Although trastuzumab is highly effective for HER2-positive tumors, recent genomic analysis showed patients with immune-enriched tumors had a higher rate of relapse-free survival compared with patients with immune-nonenriched tumors. Such analysis indicates that determining a tumor's immune signature may help predict which patients respond to trastuzumab, according to O'Regan.
The heterogeneity of HER2-positive cancer phenotypes also introduces the need for new treatment strategies targeting the ER, according to O'Regan. According to a recent study5 presented by Carey et al, at the 2014 ASCO Annual Meeting, the majority (~82%) of HER2-positive, hormone receptor-positive cancers had a luminal A or B phenotype, indicating that the tumors had a high ER expression.
Because inhibiting HER2 increases ER-regulated gene transcription, using dual HER2 blockade agents without inhibiting ER may increase ER signaling, allowing the ER to act as an "escape mechanism" for tumor growth, said O’Regan. She said this might explain the lower pathologic complete response (pCR) seen with HER2-positive ER-positive tumors in response to this treatment.

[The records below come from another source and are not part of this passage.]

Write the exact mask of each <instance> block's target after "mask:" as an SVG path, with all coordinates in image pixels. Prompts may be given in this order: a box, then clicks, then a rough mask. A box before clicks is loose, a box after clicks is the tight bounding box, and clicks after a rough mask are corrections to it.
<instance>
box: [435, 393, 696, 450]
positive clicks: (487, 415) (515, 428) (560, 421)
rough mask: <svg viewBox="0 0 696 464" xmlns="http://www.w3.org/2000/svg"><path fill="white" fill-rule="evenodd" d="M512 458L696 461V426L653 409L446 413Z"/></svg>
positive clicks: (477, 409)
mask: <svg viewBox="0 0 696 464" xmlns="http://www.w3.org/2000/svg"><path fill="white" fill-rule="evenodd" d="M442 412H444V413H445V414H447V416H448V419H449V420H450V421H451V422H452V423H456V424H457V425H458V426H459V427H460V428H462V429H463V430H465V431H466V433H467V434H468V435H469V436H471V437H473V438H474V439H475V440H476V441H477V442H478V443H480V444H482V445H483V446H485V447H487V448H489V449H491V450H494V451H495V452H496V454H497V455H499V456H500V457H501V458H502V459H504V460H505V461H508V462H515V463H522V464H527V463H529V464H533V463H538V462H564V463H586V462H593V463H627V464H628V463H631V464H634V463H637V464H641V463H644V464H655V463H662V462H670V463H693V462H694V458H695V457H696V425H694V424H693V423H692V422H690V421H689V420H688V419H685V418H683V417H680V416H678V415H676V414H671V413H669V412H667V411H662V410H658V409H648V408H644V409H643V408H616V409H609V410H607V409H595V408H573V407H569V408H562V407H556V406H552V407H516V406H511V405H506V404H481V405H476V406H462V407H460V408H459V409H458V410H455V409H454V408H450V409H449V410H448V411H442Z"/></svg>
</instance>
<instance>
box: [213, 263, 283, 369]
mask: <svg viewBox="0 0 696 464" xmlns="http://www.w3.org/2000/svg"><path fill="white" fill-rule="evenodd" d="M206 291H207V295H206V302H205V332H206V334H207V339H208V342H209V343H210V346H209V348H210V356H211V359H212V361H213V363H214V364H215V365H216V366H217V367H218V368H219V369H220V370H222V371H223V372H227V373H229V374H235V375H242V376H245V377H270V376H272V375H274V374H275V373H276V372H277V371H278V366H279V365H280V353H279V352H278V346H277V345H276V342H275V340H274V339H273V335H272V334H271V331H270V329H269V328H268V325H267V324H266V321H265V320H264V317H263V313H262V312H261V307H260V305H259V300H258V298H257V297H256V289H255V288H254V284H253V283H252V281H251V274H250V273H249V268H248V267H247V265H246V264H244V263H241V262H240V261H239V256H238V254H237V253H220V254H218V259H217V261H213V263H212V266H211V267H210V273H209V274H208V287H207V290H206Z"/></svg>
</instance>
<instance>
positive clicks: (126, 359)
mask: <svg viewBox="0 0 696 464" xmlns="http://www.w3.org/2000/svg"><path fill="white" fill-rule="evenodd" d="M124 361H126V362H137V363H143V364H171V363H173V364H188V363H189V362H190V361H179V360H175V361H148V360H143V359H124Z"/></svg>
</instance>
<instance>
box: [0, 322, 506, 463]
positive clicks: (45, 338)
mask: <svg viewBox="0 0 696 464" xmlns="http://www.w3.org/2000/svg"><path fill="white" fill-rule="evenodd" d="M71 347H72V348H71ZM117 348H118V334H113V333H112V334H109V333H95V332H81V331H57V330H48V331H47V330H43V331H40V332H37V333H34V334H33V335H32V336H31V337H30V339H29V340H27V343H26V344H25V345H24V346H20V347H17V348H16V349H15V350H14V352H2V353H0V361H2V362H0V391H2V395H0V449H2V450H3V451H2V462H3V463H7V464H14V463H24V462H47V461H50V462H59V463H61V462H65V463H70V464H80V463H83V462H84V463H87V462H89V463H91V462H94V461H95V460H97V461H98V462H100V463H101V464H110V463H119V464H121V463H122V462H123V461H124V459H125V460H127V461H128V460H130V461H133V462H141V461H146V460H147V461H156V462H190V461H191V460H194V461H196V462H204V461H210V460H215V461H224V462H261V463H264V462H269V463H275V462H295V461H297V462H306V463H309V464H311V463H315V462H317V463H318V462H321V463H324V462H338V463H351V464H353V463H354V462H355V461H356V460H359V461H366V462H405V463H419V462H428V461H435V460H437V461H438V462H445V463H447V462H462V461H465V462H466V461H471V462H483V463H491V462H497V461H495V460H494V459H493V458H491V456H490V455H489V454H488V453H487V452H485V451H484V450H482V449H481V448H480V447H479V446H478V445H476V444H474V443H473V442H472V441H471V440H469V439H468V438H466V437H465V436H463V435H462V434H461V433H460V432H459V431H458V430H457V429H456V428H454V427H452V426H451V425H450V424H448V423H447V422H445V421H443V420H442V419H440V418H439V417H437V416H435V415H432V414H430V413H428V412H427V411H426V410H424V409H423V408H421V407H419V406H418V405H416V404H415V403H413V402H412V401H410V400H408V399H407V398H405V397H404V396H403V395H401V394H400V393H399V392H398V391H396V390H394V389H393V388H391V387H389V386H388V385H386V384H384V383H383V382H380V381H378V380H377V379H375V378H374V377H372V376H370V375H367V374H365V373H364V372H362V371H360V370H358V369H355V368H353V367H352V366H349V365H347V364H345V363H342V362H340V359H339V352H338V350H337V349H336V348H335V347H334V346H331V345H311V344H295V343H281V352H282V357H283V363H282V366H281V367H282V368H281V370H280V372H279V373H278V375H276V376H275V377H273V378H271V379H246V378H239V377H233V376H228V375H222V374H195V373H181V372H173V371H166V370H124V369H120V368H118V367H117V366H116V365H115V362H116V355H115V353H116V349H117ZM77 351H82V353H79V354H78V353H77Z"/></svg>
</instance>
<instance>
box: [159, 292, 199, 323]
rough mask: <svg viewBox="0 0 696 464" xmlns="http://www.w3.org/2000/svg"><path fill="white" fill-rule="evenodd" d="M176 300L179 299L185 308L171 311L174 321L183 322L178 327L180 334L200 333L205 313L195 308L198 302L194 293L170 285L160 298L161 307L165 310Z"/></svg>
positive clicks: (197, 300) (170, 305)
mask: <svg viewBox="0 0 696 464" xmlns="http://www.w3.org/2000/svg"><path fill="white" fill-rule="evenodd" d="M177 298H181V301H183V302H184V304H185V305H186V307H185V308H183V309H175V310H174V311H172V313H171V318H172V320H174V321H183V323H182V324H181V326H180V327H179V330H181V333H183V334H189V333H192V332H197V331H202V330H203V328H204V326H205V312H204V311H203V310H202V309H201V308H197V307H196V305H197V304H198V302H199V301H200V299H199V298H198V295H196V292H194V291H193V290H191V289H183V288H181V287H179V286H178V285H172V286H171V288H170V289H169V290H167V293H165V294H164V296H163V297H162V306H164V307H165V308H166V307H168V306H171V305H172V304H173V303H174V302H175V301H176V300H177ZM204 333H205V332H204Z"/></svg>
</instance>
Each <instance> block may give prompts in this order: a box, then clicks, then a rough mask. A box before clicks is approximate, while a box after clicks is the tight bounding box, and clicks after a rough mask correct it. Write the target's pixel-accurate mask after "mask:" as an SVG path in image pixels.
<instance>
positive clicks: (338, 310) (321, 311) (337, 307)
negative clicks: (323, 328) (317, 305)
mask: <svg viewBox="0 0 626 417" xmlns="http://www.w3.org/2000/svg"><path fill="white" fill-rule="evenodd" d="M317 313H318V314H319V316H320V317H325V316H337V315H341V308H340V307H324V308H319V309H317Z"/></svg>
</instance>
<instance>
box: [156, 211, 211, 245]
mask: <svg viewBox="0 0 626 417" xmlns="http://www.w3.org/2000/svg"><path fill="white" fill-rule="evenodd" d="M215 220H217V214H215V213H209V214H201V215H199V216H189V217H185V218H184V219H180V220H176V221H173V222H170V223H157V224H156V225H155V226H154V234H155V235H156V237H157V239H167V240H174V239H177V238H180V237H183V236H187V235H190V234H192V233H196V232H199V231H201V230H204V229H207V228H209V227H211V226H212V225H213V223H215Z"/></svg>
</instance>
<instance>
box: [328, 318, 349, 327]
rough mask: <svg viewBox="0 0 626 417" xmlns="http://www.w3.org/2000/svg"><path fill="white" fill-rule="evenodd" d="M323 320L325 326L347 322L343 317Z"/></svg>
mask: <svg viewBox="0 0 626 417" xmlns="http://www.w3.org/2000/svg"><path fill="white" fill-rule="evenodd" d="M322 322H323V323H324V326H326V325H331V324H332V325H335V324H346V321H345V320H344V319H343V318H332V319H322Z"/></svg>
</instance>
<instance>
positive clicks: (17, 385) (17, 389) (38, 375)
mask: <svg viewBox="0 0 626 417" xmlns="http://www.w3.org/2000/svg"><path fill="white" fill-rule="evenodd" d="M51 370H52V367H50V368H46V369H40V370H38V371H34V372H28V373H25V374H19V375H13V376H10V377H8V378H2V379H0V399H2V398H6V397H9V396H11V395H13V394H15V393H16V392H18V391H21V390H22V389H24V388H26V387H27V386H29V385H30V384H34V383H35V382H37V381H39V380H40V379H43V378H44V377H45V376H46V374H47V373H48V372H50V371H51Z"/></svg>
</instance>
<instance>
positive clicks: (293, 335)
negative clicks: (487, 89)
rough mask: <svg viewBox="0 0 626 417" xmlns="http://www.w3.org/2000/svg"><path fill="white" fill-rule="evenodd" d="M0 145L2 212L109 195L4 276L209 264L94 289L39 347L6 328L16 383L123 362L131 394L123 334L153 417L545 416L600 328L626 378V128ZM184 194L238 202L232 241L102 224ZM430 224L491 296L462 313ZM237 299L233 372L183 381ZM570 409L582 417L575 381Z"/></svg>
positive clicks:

According to O'Regan, simultaneous HER2—ER blockade should be considered. She described a recent study that showed preoperative administration of trastuzumab and lapatinib plus letrozole, an ER inhibitor, for 12 weeks led to a pCR rate of 21% in the HER2-positive, ER-positive tumors.6 The NeoSphere trial, which used dual HER2 inhibition without ER inhibition in neoadjuvant chemotherapy, showed a much lower pCR (6%) in patients with HER2-positive ER-positive tumors.6
Although O'Regan indicated that simultaneous HER2—ER blockade might allow patients to avoid chemotherapy, she added that, "We need to work out which cancers these are that we can avoid chemotherapy in."